Wiecie co w tym wszystkim jest najlepsze? Nie padło jeszcze ani jedno słowo o osobie, która robi w tej jedenastce zdecydowanie najwięcej zamieszania - Troy Polamalu. Wrócił, a to oznacza, że znowu będziemy mieli możliwość podziwiania niezwykle efektownych i efektywnych zagrań, o których brak modlą się wszyscy trenerzy, którym przychodzi atakować secondary Steelers. Jakby tego było mało wraca do grupy silniejszej niż kiedykolwiek w jego karierze. Zapewniono mu wsparcie w postaci doświadczonego Willa Allena. Po swojej prawej stronie nadal ma bardzo solidnego Ryana Clarka. Do drużyny wrócił CB, który był siłą w tej formacji kiedy do Pittsburgha trafił ostatni mistrzowski puchar - Bryant McFadden. Jest też kilku młodzików, którzy znowu będą mogli funkcjonować w środku tej grupy i nie będą zmuszani do tak częstego krycia podstawowych skrzydłowych rywala.
O ataku można faktycznie mówić wiele, ale ostatecznie wszyscy już przecież wiedzą, że pozycja QB to problem, że linia ofensywna jest nie taka jak powinna. Cieszy mnie fakt, że pierwszoroczniak wybrany w pierwszej rundzie - Maurkice Pouncey zacznie sezon jako podstawowy center. Może mieć początkowo problemy z dopasowaniem się do prędkości NFL, ale myślę, że szybko sobie z tym poradzi. Martwi mnie trochę sytuacja z OT. Wiadomo, że bez nich akcje biegowe mogą być potwornie trudne. Jak do tej pory ani Max Starks, ani Flozell Adams nie zrobili na mnie na tyle dobrego wrażenia, żebym miał być spokojny o tą linię ofensywną. Z drugiej jednak strony rok temu ta piątka pozwoliła Rashardowi Mendenhallowi przebiec 1108 jardów przy całkiem przyzwoitej średniej wynoszącej 4.6. Nadal wyraźnie dokucza im brak Williego Colona, ale odnoszę wrażenie, że pod przewodnictwem nowego trenera będą znacznie zwiększali swój poziom z każdym następnym meczem. Odnoszę wrażenie, że powinni wyglądać zupełnie inaczej niż w minionym preseason.

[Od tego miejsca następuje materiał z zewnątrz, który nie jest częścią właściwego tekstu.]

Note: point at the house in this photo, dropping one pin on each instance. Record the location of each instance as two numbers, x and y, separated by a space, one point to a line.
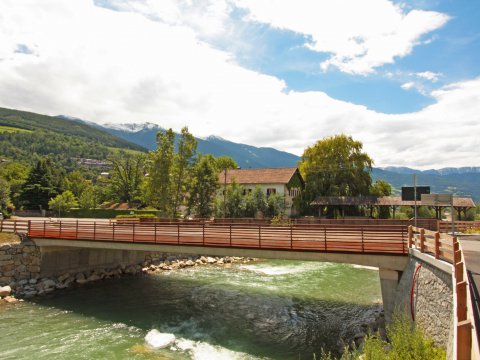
284 181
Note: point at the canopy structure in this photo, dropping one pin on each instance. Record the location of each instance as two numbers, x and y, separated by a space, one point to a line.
461 204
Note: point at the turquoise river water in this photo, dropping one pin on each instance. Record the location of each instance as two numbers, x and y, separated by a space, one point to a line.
261 310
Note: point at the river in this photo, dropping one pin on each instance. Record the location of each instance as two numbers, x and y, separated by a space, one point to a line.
261 310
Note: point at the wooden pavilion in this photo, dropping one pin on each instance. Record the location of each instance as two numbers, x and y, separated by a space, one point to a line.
460 204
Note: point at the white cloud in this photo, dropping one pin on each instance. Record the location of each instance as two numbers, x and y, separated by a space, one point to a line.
359 35
429 75
408 85
121 67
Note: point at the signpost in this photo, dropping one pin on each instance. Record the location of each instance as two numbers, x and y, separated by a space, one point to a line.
440 200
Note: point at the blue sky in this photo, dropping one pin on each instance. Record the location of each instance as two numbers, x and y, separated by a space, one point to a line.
402 77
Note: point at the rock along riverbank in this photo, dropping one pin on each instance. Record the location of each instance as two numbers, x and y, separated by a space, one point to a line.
20 269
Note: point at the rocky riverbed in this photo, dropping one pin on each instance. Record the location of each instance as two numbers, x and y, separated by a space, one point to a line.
37 286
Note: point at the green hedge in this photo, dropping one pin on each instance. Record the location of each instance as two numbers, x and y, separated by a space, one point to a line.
106 213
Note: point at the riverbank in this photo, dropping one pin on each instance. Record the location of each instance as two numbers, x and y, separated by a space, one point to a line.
20 269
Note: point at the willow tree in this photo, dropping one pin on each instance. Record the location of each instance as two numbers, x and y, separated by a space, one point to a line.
127 175
335 166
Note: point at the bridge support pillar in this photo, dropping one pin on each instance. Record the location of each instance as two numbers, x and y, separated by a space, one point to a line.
388 282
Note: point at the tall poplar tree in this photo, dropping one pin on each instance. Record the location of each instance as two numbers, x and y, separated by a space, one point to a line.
182 164
160 161
203 187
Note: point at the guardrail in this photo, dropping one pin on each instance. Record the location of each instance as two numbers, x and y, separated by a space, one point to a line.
14 226
460 226
447 248
390 239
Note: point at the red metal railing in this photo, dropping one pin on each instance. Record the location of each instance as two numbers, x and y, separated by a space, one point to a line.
447 248
391 239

Widziałem mało rzeczy zbliżonych do tego co prezentowali podczas obozów przygotowawczych, a to może oznaczać, że chowają w rękawie jakiegoś asa.
Podobna mi się też to co widzę po tegorocznych skrzydłowych. Po powrocie Roethlisberger na pewno nie będzie rzucał już tak często, ale podczas prób, które otrzyma, na pewno znajdzie dla siebie odpowiednie cele. Młody duet Mike Wallace - Emmanuel Sanders jest chyba najlepszym jaki widziałem w ekipie z Pittsburgha od kiedy zacząłem interesować się NFL. Każdy z nich to pełen pakiet, a widzieć coś takiego po drugo i pierwszoroczniaku to rzecz niesamowita. Wspomniane już secondary Atlanty może napotkać niemałe trudności, kiedy będą próbowali kryć tych młodych i atletycznych zawodników. Szczególnie, że nadal po boisku będzie krążył fenomenalny Hines Ward, któremu również nie brakuje tak wiele do złapania tysięcznego podania.
Zapowiada się emocjonujące, pełne niespodzianek spotkanie, które rozstrzygnie się prawdopodobnie po defensywnej stronie. Po tej stronie, po której to właśnie Steelers zdolni są zdominować niemal każdego.